Thread: proposal and patch : support INSERT INTO...RETURNING with partitioned table using rule

-----------------------------------
Problem I'm trying to solve:
    For partitioned tables,  make it possible to use RETURNING clause on INSERT INTO
           together with DO INSTEAD rule

[  Note  -  wherever I say INSERT I also mean UPDATE and DELETE ]

-----------------------------------
Current behaviour :

    An INSERT which has a RETURNING clause and which is to be rewritten based on
    a rule will be accepted if the rule is an "unconditional DO INSTEAD".
    In general I believe "unconditional" means "no WHERE clause", but in practice
    if the rule is of the form
       CREATE RULE insert_part_history as ON INSERT to history \
         DO INSTEAD SELECT history_insert_partitioned(NEW) returning NEW.id
    this is treated as conditional and the query is rejected.   

    Testcase:
    A table T is partitioned and has two or more columns,  one of which
    is an id column declared as
         id bigint DEFAULT nextval('history_id_seq'::regclass) NOT NULL
    and the application issues
      "INSERT into history  (column-list which excludes id)  values (....) RETURNING id"
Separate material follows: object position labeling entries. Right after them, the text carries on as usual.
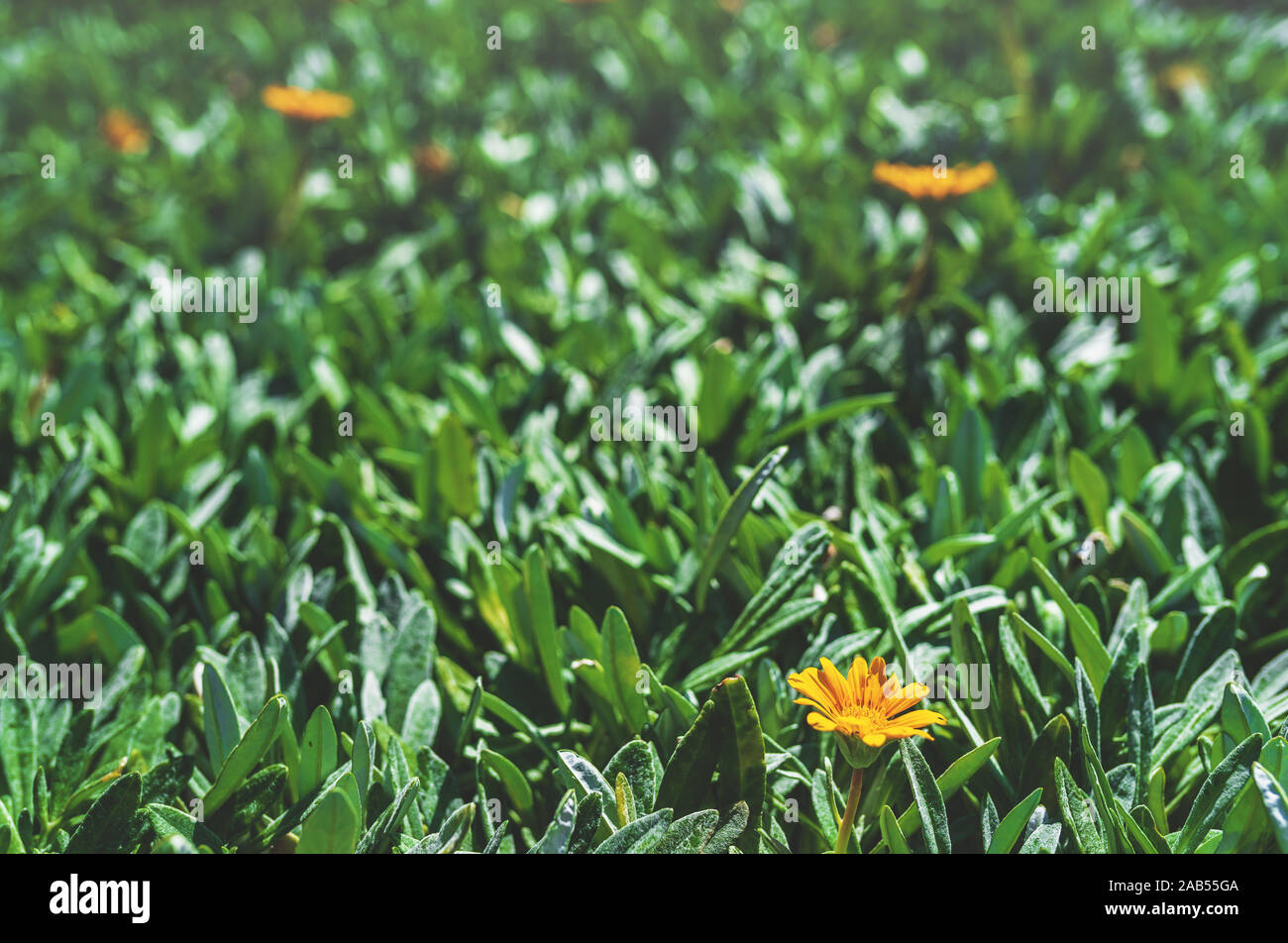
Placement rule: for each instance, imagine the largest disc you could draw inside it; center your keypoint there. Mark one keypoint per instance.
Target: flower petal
(918, 719)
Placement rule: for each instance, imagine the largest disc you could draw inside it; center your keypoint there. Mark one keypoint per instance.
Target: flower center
(872, 714)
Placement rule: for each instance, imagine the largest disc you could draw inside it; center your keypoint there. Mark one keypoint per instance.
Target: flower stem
(851, 808)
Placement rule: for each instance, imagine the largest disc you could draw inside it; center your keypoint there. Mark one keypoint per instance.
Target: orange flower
(124, 133)
(922, 182)
(434, 158)
(307, 104)
(864, 708)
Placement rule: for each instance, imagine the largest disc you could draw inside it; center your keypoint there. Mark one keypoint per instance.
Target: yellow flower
(123, 133)
(923, 182)
(864, 708)
(308, 104)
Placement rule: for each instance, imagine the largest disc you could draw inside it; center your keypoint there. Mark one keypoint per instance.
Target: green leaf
(511, 777)
(411, 660)
(690, 834)
(110, 822)
(639, 764)
(382, 834)
(249, 750)
(730, 518)
(1091, 487)
(447, 839)
(1218, 793)
(317, 751)
(625, 801)
(18, 744)
(1199, 708)
(559, 831)
(1077, 811)
(1276, 802)
(1044, 646)
(333, 828)
(222, 724)
(622, 665)
(928, 798)
(639, 836)
(541, 611)
(1086, 639)
(591, 781)
(1012, 826)
(890, 832)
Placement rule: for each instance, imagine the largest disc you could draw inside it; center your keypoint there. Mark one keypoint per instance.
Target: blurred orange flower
(434, 158)
(124, 133)
(922, 182)
(307, 104)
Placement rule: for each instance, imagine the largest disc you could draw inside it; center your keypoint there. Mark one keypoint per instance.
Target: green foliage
(464, 624)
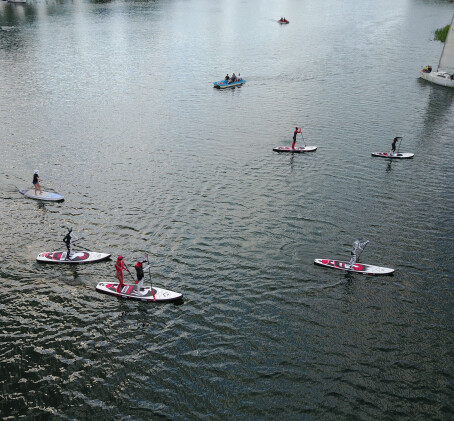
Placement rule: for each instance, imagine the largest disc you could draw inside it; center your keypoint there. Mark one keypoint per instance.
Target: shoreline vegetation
(441, 34)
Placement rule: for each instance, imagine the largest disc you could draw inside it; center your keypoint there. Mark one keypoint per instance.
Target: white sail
(446, 63)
    I can get the re-direction of the INSERT *without* RETURNING to work using
    either trigger or rule, in which the trigger/rule invokes a procedure, but
    whichever way I do it, I could not get this RETURNING clause to work.

    For a trigger,
      the INSERT ... RETURNING was accepted but returned no rows, (as I would
      expect), and for the RULE, the INSERT ... RETURNING was rejected with :
 
      ERROR:  cannot perform INSERT RETURNING on relation "history"
      HINT:  You need an unconditional ON INSERT DO INSTEAD rule with a RETURNING clause.

      but this hint was not much help,  since :

   For a rule,
     CREATE RULE insert_part_history as ON INSERT to history \
         DO INSTEAD SELECT history_insert_partitioned(NEW) returning NEW.id
    ERROR:  syntax error at or near "returning"
    LINE 1: ...DO INSTEAD SELECT history_insert_partitioned(NEW) returning ...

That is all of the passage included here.